Since so few details are left out of the description of this work, I only needed to spend a few hours to program the system, and find results validating those reported by Bergstra et al. (There are a few assumptions I had to make, but nothing that apparently kills the system.)
Their approach involves first finding features for 46.4 ms FRAMES (1024 samples).
These features include 40 MFCCs, zero crossing rates, spectral mean, variance, and 16 quantiles, and a 32-order linear prediction error. Then I find the mean and variance of each dimension for SEGMENTS of 129 frames, giving features of 120 dimensions for each segment. No segments overlap, and so for each 30 s sound excerpt we have about 10 labeled feature vectors.

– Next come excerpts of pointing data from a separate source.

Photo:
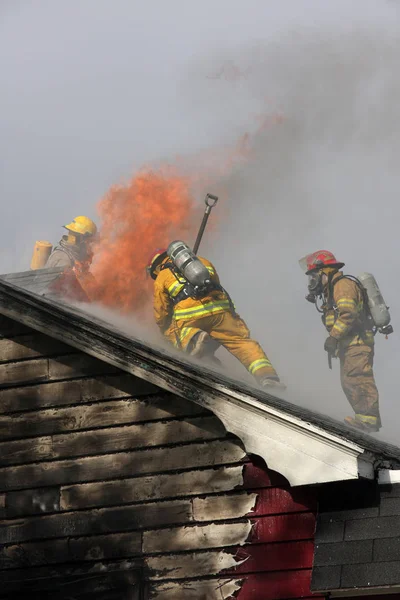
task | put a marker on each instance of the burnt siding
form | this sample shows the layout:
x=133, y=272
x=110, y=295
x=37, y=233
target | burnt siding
x=357, y=539
x=106, y=479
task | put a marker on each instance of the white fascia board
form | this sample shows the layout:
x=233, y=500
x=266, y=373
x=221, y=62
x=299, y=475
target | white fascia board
x=304, y=453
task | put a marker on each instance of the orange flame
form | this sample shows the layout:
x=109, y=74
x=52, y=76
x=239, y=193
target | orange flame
x=151, y=210
x=137, y=218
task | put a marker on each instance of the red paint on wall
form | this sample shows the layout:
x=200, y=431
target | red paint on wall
x=279, y=552
x=275, y=557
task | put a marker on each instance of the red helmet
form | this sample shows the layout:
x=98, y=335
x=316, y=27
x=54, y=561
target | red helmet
x=319, y=260
x=155, y=261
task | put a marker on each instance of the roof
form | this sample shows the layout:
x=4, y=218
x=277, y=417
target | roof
x=284, y=434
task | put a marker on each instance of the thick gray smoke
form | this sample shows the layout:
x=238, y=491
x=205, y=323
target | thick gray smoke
x=93, y=90
x=325, y=176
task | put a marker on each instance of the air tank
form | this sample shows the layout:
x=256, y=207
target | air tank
x=41, y=253
x=188, y=264
x=377, y=306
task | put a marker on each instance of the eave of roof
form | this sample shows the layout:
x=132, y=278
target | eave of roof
x=304, y=446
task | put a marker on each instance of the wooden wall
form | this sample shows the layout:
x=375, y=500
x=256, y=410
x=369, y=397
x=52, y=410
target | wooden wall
x=106, y=480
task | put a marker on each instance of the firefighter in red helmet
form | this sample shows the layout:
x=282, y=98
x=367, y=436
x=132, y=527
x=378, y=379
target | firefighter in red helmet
x=351, y=338
x=195, y=324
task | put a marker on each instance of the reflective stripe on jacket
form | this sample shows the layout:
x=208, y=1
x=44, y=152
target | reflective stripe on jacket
x=347, y=323
x=167, y=287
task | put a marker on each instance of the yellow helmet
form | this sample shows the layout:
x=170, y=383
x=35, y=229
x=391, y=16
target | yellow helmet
x=82, y=225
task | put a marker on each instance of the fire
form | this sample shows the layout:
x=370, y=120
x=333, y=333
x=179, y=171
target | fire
x=147, y=213
x=152, y=209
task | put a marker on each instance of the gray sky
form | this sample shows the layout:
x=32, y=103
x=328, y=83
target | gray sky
x=93, y=89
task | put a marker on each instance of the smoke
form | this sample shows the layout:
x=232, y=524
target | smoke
x=325, y=176
x=289, y=113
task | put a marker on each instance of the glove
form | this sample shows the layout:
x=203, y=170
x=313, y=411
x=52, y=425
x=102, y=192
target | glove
x=331, y=345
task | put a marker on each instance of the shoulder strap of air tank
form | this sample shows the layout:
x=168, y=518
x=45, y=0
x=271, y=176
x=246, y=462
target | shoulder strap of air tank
x=360, y=286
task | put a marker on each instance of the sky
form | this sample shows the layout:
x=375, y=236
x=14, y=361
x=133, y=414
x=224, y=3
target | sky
x=93, y=90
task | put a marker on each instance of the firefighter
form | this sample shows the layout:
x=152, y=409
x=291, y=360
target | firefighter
x=74, y=249
x=351, y=338
x=196, y=325
x=74, y=253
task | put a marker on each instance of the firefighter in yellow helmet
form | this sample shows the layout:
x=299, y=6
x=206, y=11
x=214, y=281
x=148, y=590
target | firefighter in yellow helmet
x=74, y=254
x=350, y=337
x=193, y=324
x=74, y=249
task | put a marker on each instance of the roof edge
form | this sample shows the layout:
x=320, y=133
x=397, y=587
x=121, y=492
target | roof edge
x=285, y=441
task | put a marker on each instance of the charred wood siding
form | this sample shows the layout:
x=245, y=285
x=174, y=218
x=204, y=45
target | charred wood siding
x=103, y=475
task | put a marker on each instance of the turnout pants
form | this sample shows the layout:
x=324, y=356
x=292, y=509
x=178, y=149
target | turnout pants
x=358, y=383
x=232, y=333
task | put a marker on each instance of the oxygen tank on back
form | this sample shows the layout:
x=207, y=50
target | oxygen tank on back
x=40, y=255
x=189, y=265
x=377, y=306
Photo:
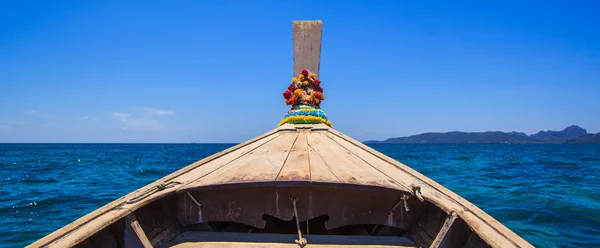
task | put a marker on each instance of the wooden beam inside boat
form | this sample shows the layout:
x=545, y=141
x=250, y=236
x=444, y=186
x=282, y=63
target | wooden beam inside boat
x=307, y=45
x=134, y=234
x=254, y=240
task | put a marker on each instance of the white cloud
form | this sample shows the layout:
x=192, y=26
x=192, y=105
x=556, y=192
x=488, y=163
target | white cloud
x=121, y=115
x=89, y=118
x=154, y=111
x=38, y=113
x=139, y=124
x=9, y=123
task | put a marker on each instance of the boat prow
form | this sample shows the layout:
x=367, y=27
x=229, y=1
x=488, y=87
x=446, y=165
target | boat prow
x=256, y=194
x=297, y=185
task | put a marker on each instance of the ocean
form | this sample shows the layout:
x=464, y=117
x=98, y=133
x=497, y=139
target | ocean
x=547, y=194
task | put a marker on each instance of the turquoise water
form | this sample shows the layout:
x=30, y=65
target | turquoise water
x=548, y=194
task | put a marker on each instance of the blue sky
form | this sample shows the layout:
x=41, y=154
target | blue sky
x=214, y=71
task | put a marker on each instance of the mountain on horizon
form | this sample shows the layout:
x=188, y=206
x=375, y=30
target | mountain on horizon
x=571, y=134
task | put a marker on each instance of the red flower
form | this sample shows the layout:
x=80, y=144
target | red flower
x=319, y=96
x=291, y=100
x=292, y=87
x=287, y=94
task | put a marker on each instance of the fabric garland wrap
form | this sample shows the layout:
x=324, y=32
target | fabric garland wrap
x=305, y=95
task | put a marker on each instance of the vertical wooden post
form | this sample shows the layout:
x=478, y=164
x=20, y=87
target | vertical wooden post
x=306, y=36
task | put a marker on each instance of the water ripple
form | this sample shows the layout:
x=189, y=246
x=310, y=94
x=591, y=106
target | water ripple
x=548, y=194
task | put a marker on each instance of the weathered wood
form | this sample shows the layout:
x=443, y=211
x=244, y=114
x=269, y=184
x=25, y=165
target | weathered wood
x=260, y=165
x=319, y=171
x=488, y=228
x=345, y=166
x=332, y=158
x=269, y=240
x=442, y=234
x=135, y=236
x=307, y=45
x=297, y=164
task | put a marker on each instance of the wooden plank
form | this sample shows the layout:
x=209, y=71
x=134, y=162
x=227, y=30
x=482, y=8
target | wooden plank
x=345, y=166
x=260, y=165
x=134, y=234
x=442, y=234
x=92, y=222
x=272, y=245
x=198, y=174
x=489, y=229
x=306, y=37
x=319, y=171
x=199, y=238
x=297, y=166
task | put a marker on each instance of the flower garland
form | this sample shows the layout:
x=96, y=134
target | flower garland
x=304, y=90
x=305, y=95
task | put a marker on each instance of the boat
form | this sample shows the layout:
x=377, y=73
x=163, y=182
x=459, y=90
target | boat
x=302, y=184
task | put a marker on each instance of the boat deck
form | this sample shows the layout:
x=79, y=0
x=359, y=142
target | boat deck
x=260, y=240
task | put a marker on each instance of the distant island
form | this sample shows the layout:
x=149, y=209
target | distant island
x=572, y=135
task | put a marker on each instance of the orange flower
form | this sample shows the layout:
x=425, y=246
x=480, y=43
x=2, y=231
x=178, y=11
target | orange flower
x=319, y=96
x=291, y=100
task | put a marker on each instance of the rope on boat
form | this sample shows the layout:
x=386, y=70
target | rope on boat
x=150, y=191
x=300, y=241
x=403, y=199
x=194, y=199
x=417, y=190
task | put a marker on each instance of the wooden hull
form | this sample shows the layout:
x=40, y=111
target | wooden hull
x=345, y=194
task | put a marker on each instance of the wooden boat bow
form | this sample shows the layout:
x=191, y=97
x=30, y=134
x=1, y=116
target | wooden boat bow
x=306, y=178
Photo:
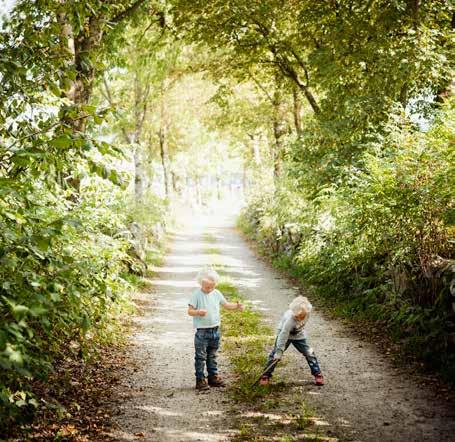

Separating the songs with 5-fold stratified cross validation, I train a set of decision stumps with AdaBoost.MH, a multiclass extension of AdaBoost. (A stump is a decision tree with two leaves.) After about 1000 training iterations, I test the classifier, and find the mode of every 10 classified segments to determine the genre of the excerpt. This process is made extremely easy using Multiboost, and a short MATLAB to ARFF script I had to modify.
Below we see the confusion matrix resulting from this method, which has an accuracy in this case of about 73.4%. This is using only decision stumps, and 1000 training iterations, but the results are in the neighborhood of the 83% accuracy reported by Bergstra et al. using a larger tree and 2500 training iterations.
Now, knowing the faults in this dataset, it is not worthwhile to wax poetic on how some of these numbers make sense, e.g., “Rock is close to Country, Disco, and Metal, so those confusions are not unexpected,” or “Hiphop and Reggae share the same roots, and we can see that here.” Instead, armed with this classification method, it is time to run this process many times and then see which excerpts are the repeat offenders, and how the variety of faults of this dataset benefit or hurt the results. I wonder too about the resilience of the AdaBoost.MH approach. I will definitely have to consider that in my analysis by comparing the results using another classification approach.